I find Ina Garten to be downright fascinating. Before she was a Food Network personality, she owned a specialty food shop in the veddy-posh Westhampton, New York; before that, she worked for the OMB (Office of Management and Budget) on nuclear energy analysis. She and her husband, Jeffrey, have no children and live a luxurious, jet-setting lifestyle. She gardens, cooks, travels, writes, designs and then invites us all along on these adventures via her television show, cookbooks and blog.
Given her reputation for elegance and luxury, it's an understatement to say that I was surprised when I saw Ina Garten's Barefoot Contessa's name and face in the frozen food aisle. I was unsure how to feel about this -- has Ina simply found a way to reach a new audience? Or is she a huge sellout? -- but I definitely had to see how the Barefoot Contessa is translated into frozen meals for the masses. I picked up two options (about $7 per bag, each bag serving two): Shrimp Scampi Linguini and Sesame Chicken & Noodles.
In our house we judge frozen dinners by one main criterion: Would I gladly eat this after getting off a plane at three in the morning? If the answer is "yes," we consider the frozen food in question a success. This goes back to our days in Alaska, where we had a very efficient airport round-robin pickup system with our friends. Picker-uppers would grab up the incoming friends and deliver them home (you try starting your car when it's been parked at the airport at 40 below for two weeks), but picker-uppers would also pick up a few supplies for the incoming friends to tide them over until they could get to the store the next morning: milk, bread, some fruit, some wine and a couple of frozen dinner options.
Ina Garten's Barefoot Contessa frozen dinners answer my frozen dinner question with a "yes" -- though not in equal measure. I was expecting the Sesame Chicken to be a lot better than the Shrimp Scampi, but the scampi was far and away the better meal. Like most frozen chicken meals, the Barefoot Contessa sesame chicken suffers from that odd chicken texture -- too smooth and overly processed -- and the noodles were a bit too mushy, though that could easily have been operator error.

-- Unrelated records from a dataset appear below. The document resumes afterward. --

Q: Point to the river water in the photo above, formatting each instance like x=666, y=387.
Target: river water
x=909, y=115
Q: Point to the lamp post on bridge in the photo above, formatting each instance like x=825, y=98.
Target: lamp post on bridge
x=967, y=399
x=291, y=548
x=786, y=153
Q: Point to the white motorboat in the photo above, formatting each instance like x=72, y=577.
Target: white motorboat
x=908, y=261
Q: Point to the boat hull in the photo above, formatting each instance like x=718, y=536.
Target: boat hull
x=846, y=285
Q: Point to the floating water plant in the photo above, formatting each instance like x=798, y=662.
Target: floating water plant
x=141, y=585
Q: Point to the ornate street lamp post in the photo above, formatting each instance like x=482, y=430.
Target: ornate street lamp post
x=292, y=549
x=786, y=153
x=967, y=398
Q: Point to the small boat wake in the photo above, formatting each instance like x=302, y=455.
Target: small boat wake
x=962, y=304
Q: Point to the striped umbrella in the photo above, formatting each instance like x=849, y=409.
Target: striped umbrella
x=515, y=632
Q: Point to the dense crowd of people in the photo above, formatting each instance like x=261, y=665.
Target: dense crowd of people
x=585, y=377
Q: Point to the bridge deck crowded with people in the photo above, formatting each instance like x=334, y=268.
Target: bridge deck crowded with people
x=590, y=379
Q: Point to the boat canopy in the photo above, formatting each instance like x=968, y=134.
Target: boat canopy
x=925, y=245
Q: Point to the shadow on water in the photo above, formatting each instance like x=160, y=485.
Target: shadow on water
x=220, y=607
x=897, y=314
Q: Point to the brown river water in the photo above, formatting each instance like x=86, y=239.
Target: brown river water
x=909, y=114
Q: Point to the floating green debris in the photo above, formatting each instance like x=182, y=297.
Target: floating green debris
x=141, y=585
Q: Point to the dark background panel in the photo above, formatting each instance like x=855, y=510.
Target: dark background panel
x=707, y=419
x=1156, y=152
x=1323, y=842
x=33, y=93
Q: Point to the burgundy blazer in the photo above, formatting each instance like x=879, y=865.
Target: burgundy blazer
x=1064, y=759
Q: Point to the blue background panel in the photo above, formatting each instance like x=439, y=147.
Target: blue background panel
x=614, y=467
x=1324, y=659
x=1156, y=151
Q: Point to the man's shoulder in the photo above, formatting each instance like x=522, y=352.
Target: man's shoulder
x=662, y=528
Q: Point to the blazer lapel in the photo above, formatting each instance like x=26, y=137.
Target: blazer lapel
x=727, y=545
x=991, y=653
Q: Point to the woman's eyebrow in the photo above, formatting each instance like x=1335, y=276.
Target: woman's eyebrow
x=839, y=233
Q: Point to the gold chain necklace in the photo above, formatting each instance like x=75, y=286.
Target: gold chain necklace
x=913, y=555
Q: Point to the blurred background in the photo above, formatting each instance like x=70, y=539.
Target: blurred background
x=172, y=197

The shrimp scampi, on the other hand, was flavorful -- garlic, lemon and a spicy black pepper bite -- and the noodles were almost (almost) al dente. The shrimp -- well, it's frozen shrimp so let's not get too excited, but it was far better than the chicken in the sesame and noodle concoction.
There is no possible way that any frozen meal could conjure up the quiet elegance Garten imparts through her television show, so ultimately the frozen food line does strike a dissonant chord in terms of her Barefoot Contessa brand. But on their own, these are a perfectly good, just-got-off-a-plane-at-three-in-the-morning contender.